In één opzicht is Estland de laatste tijd inderdaad een stuk Noordser geworden: een rechts-populistische partij heeft de politieke arena betreden, zoals dat eerder gebeurde in Denemarken, Zweden, Noorwegen en Finland. De Estse Conservatieve Volkspartij (EKRE) heeft sinds maart zeven zetels in het parlement en weet onophoudelijk de aandacht op zich te vestigen.

Gekanaliseerd verzet

Kansen om zich te profileren, heeft EKRE genoeg. Toen de Europese Commissie in het dunbevolkte Estland 1.064 vluchtelingen uit Noord-Afrika en het Midden-Oosten wilde laten opnemen, kwam EKRE meteen in actie. De partij organiseerde een demonstratie op de Toompea-heuvel, het politieke centrum in de hoofdstad Tallinn. ‘Geen moskeeën in Estland!’ en ‘Estland is mijn vaderland!’, viel te lezen op meegebrachte borden.

Voorman Martin Helme zei in een interview dat als zijn partij in de regering komt alle asielzoekers onmiddellijk het land moeten verlaten. ‘Ons immigratiebeleid zou één regel moeten hebben: als je zwart bent, ga terug. Heel simpel,’ sprak hij in 2013. De gevestigde politieke orde weet zich geen raad met het door EKRE gekanaliseerde verzet.

En dus zette de Estse regering in Brussel in op zo weinig mogelijk vluchtelingen: 150 tot 180. Actie geslaagd.

Andere stenen des aanstoots  voor EKRE zijn het geregistreerd partnerschap, waarvan ook homostellen gebruik mogen maken, de bijdrage van het relatief armlastige Estland aan de hulppakketten voor Griekenland en het nog te ratificeren grensverdrag met Rusland, dat feitelijk erkent dat de grote oosterbuur de door Stalin afgesnoepte stukjes Estland mag houden.

Dankbare prooi

Mart Helme, partijvoorzitter en vader van Martin, spreekt al jaren schande van het opgeven van het verloren grondgebied. Een dankbare prooi is ook de Russische minderheid. EKRE zet haar neer als een vijfde colonne van Poetin en wil haar rechten inperken.
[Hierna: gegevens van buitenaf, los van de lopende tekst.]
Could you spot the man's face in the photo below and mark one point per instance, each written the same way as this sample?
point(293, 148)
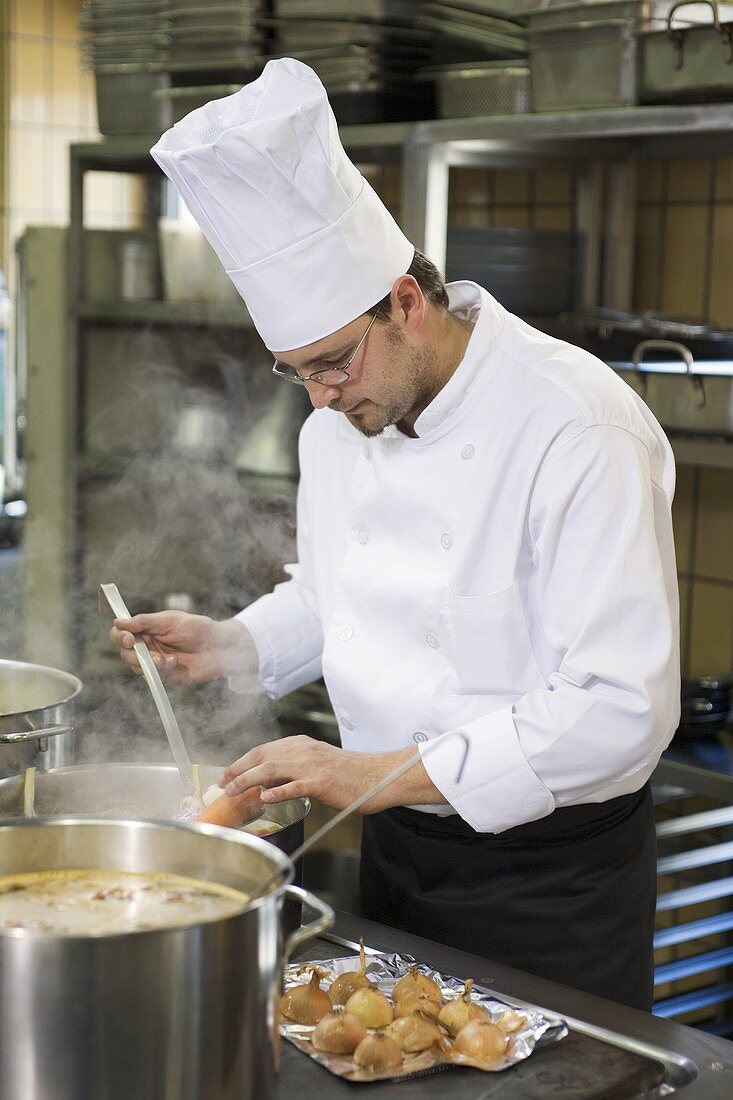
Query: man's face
point(390, 378)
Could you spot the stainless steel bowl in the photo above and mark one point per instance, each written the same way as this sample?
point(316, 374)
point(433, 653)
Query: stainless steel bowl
point(185, 1013)
point(35, 708)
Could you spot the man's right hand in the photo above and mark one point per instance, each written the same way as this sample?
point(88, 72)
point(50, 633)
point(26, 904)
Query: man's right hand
point(187, 649)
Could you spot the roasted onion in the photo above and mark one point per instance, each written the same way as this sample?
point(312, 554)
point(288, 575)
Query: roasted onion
point(414, 1033)
point(457, 1013)
point(482, 1040)
point(306, 1003)
point(378, 1052)
point(371, 1007)
point(416, 982)
point(419, 1003)
point(339, 1032)
point(347, 983)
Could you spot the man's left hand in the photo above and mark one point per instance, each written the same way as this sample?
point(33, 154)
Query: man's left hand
point(299, 767)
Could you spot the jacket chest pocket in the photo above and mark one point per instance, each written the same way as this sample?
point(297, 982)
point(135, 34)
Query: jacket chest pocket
point(490, 644)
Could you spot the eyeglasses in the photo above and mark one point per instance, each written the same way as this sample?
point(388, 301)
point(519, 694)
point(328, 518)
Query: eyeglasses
point(328, 375)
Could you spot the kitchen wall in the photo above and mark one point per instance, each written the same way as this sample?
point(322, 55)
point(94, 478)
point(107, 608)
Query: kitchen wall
point(46, 102)
point(684, 265)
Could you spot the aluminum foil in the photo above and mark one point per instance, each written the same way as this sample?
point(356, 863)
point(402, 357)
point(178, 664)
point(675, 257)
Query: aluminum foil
point(527, 1027)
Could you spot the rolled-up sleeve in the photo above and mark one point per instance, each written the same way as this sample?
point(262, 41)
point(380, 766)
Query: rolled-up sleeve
point(604, 583)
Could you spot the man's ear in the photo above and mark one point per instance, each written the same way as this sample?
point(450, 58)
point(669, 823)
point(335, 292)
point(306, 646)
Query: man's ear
point(407, 303)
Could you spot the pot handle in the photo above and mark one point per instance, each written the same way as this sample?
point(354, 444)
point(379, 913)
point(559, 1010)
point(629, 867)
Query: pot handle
point(686, 356)
point(308, 931)
point(32, 735)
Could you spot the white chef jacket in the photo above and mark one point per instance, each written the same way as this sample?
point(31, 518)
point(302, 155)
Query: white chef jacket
point(509, 573)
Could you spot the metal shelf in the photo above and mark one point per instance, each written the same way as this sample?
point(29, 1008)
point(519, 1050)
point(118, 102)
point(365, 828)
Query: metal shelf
point(620, 122)
point(164, 312)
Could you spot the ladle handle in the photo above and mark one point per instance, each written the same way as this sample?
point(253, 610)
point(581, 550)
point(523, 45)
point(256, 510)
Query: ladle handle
point(33, 735)
point(417, 758)
point(110, 593)
point(307, 931)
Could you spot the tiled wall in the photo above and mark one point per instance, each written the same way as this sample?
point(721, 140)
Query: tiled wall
point(46, 102)
point(684, 265)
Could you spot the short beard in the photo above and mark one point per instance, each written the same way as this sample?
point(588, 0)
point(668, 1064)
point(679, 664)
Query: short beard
point(417, 383)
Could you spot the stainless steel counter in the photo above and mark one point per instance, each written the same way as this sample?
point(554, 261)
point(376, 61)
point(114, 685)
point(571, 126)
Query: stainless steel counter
point(703, 765)
point(688, 1053)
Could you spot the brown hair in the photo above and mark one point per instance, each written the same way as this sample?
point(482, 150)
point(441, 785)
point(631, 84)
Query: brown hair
point(427, 277)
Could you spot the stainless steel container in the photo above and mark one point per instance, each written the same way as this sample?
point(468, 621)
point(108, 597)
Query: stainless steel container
point(481, 88)
point(688, 64)
point(186, 1013)
point(588, 55)
point(35, 708)
point(143, 790)
point(685, 395)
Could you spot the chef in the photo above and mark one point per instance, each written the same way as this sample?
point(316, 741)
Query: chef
point(484, 545)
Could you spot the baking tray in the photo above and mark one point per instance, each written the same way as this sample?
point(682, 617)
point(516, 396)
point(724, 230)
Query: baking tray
point(527, 1029)
point(592, 1063)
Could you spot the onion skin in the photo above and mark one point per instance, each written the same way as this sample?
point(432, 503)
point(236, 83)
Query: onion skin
point(378, 1052)
point(483, 1041)
point(417, 1003)
point(416, 982)
point(371, 1007)
point(338, 1033)
point(306, 1003)
point(457, 1013)
point(347, 983)
point(414, 1033)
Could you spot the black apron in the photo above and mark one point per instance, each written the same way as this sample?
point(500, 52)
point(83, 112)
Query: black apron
point(570, 898)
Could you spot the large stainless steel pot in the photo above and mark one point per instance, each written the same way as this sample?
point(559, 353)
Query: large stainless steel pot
point(143, 790)
point(172, 1014)
point(35, 708)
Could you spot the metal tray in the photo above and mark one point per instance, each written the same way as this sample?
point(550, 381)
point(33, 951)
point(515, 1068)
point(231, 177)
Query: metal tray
point(592, 1060)
point(527, 1029)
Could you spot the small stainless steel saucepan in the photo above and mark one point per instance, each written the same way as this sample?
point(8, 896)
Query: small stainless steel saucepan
point(35, 712)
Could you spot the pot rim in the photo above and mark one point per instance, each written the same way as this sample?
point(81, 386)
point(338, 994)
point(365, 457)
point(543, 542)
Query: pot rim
point(70, 682)
point(43, 777)
point(231, 836)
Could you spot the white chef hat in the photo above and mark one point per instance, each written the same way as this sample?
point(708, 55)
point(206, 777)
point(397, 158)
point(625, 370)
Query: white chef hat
point(302, 234)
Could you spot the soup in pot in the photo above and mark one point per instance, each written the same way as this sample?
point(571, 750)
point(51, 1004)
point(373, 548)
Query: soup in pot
point(101, 903)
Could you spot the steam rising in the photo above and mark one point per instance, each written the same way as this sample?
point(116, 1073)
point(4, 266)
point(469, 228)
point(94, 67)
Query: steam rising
point(164, 513)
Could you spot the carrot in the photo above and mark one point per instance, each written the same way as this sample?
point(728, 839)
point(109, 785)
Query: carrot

De partij schiet ver door in haar anti-Russische denkbeelden. De partijwebsite meldt niet zonder trots dat de vader van Mart Helme een veteraan was van het Eesti Leegion, een Waffen-SS-legioen, en dat Mart als kind aandachtig luisterde naar diens verhalen over de gevechten tegen het Rode Leger in 1944.

Het 24-jarige EKRE-parlementslid Jaak Madison kwam in opspraak door een blog uit 2012 waarin hij ‘de positieve kanten van het nationaal-socialisme’ belichtte. Het duurde lang voordat voorzitter Helme zich van Madisons schrijfsel distantieerde. Madison mocht wel een rede houden op de jaarlijkse Eesti Leegion-reünie, eind vorige maand.

EKRE heeft de Noordse geestverwanten intussen rechts ingehaald, zo lijkt het.